Assessments are the classes. There are only two in this case.
I'm working on a machine learning process to classify images. My problem is that my dataset is imbalanced, and in my 5 categories of images, I have about 400 images in of one class, and about 20 images of each of the other classes.
I would like to balance my train set by applying data augmentation only to certain classes of my train set.
Here's the code I'm using for creating the train an validation sets:
# Import data
data_dir = pathlib.Path(r"C:\Train set")
# Define train and validation sets (80% - 20%)
batch_size = 32
img_height = 240
img_width = 240
train_ds = tf.keras.preprocessing.image_dataset_from_directory(
data_dir,
validation_split=0.2,
subset="training",
seed=123,
image_size=(img_height, img_width),
batch_size=batch_size)
val_ds = tf.keras.preprocessing.image_dataset_from_directory(
data_dir,
validation_split=0.2,
subset="validation",
seed=123,
image_size=(img_height, img_width),
batch_size=batch_size)
And here's how I apply data augmentation, although this would be for the entire train set:
# Apply data augmentation
data_augmentation = keras.Sequential(
[
layers.experimental.preprocessing.RandomFlip("horizontal",
input_shape=(img_height,
img_width,
3)),
layers.experimental.preprocessing.RandomRotation(0.1),
layers.experimental.preprocessing.RandomZoom(0.1),
]
)
Is there any way to go into my train set, extract those categories that have fewer images, and apply data augmentation only to them?
Thanks in advance!
I suggest not using ImageDataGenerator but a customized tf.data.Dataset. In a mapping operation, you can treat categories differently, e.g.:
def preprocess(filepath):
category = tf.strings.split(filepath, os.sep)[0]
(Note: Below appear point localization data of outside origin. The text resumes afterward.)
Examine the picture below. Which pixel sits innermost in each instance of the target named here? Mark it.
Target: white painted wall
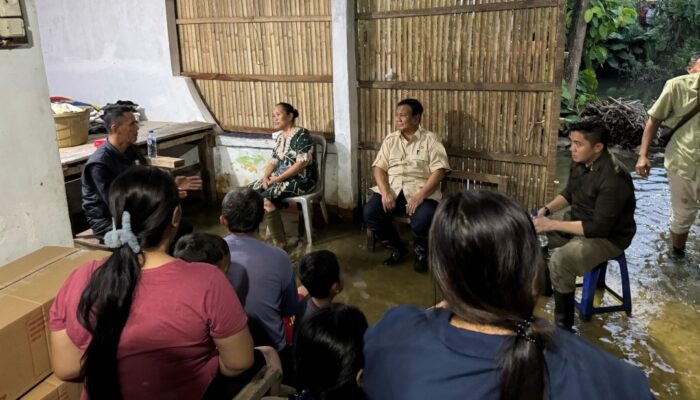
(100, 51)
(345, 100)
(33, 209)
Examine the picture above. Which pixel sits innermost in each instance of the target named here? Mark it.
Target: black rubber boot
(420, 263)
(564, 310)
(547, 290)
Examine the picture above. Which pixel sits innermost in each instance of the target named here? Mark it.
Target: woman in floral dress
(290, 172)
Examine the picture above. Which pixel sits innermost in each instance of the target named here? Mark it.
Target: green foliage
(603, 18)
(630, 48)
(586, 87)
(678, 22)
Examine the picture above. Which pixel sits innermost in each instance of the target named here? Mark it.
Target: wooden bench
(455, 182)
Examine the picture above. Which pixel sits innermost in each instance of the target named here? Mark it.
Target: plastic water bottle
(151, 143)
(542, 237)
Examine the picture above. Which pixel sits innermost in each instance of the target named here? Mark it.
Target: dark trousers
(226, 387)
(379, 221)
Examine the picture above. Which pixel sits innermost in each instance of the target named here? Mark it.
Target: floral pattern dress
(299, 147)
read_file = tf.io.read_file(filepath)
decode = tf.image.decode_jpeg(read_file, channels=3)
resize = tf.image.resize(decode, (200, 200))
image = tf.expand_dims(resize, 0)
if tf.equal(category, 'tf_astronauts'):
image = tf.image.flip_up_down(image)
image = tf.image.flip_left_right(image)
# image = tf.image.convert_image_dtype(image, tf.float32)
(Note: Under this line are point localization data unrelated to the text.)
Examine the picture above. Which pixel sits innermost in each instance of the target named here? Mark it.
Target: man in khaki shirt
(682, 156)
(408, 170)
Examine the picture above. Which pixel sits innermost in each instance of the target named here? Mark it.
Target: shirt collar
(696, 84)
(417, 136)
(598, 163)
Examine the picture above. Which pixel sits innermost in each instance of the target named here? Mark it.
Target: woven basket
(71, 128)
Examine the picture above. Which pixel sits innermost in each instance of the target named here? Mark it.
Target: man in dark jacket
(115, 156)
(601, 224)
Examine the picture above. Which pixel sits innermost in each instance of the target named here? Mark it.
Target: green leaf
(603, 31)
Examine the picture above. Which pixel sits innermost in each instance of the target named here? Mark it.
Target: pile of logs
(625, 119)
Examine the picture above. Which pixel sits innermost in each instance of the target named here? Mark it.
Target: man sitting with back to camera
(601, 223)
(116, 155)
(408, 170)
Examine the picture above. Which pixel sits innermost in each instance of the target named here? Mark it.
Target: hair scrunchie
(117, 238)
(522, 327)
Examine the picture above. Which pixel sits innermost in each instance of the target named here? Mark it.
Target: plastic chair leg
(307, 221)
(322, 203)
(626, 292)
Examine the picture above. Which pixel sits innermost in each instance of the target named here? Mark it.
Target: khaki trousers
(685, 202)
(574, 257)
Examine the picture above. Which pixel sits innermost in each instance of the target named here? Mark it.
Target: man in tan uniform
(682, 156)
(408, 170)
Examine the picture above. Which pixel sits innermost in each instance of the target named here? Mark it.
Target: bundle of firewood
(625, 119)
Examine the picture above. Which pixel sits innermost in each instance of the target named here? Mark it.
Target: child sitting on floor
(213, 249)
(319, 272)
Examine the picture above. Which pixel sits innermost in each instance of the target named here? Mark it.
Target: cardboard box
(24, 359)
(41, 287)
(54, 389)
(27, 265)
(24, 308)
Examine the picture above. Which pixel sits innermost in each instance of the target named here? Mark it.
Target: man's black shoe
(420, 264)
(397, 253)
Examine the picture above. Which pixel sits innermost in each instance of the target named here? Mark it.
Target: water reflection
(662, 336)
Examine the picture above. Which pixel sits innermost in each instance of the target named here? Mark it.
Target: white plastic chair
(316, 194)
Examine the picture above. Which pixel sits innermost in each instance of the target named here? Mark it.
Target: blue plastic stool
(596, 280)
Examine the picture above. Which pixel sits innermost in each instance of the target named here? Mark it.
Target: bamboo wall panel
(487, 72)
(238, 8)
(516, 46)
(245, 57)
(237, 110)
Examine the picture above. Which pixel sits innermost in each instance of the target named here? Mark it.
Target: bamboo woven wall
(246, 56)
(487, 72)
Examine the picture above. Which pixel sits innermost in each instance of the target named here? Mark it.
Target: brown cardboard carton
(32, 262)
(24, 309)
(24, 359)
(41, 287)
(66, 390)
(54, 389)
# category = tf.cast(tf.equal(category, 'tf_astronauts'), tf.int32)
return image, category
Let me demonstrate it. Let's make you a folder with training images:
import tensorflow as tf
import matplotlib.pyplot as plt
import cv2
from skimage import data
from glob2 import glob
import os
cat = data.chelsea()
astronaut = data.astronaut()
for category, picture in zip(['tf_cats', 'tf_astronauts'], [cat, astronaut]):
os.makedirs(category, exist_ok=True)
for i in range(5):
cv2.imwrite(os.path.join(category, category + f'_{i}.jpg'),
cv2.cvtColor(picture, cv2.COLOR_RGB2BGR))
files = glob('tf_*\\*.jpg')
Now you have these files:
['tf_astronauts\\tf_astronauts_0.jpg',
'tf_astronauts\\tf_astronauts_1.jpg',
'tf_astronauts\\tf_astronauts_2.jpg',
'tf_astronauts\\tf_astronauts_3.jpg',
'tf_astronauts\\tf_astronauts_4.jpg',
'tf_cats\\tf_cats_0.jpg',
'tf_cats\\tf_cats_1.jpg',
'tf_cats\\tf_cats_2.jpg',
'tf_cats\\tf_cats_3.jpg',
'tf_cats\\tf_cats_4.jpg']
Let's apply tranformations only to the astronaut category. Let's use the tf.image transformations.
def preprocess(filepath):
category = tf.strings.split(filepath, os.sep)[0]
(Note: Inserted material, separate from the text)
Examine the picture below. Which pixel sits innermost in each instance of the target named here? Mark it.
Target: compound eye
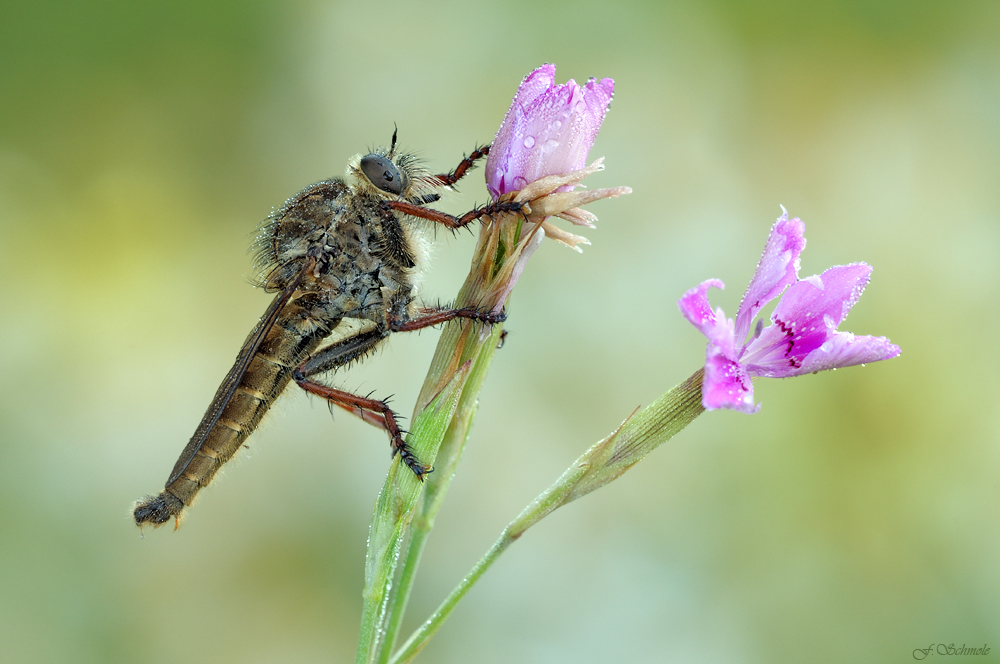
(382, 173)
read_file = tf.io.read_file(filepath)
decode = tf.image.decode_jpeg(read_file, channels=3)
resize = tf.image.resize(decode, (200, 200))
image = tf.expand_dims(resize, 0)
if tf.equal(category, 'tf_astronauts'):
image = tf.image.flip_up_down(image)
image = tf.image.flip_left_right(image)
# image = tf.image.convert_image_dtype(image, tf.float32)
# category = tf.cast(tf.equal(category, 'tf_astronauts'), tf.int32)
return image, category
Then, we make the tf.data.Dataset:
train = tf.data.Dataset.from_tensor_slices(files).\
shuffle(10).take(4).map(preprocess).batch(4)
And when you iterate the dataset, you'll see that only the astronaut is flipped:
fig = plt.figure()
plt.subplots_adjust(wspace=.1, hspace=.2)
images, labels = next(iter(train))
for index, (image, label) in enumerate(zip(images, labels)):
ax = plt.subplot(2, 2, index + 1)
ax.set_xticks([])
ax.set_yticks([])
ax.set_title(label.numpy().decode())
ax.imshow(image[0].numpy().astype(int))
plt.show()
Please note, for training you will need to uncomment the two lines in preprocess so it returns an array of floats and an integer.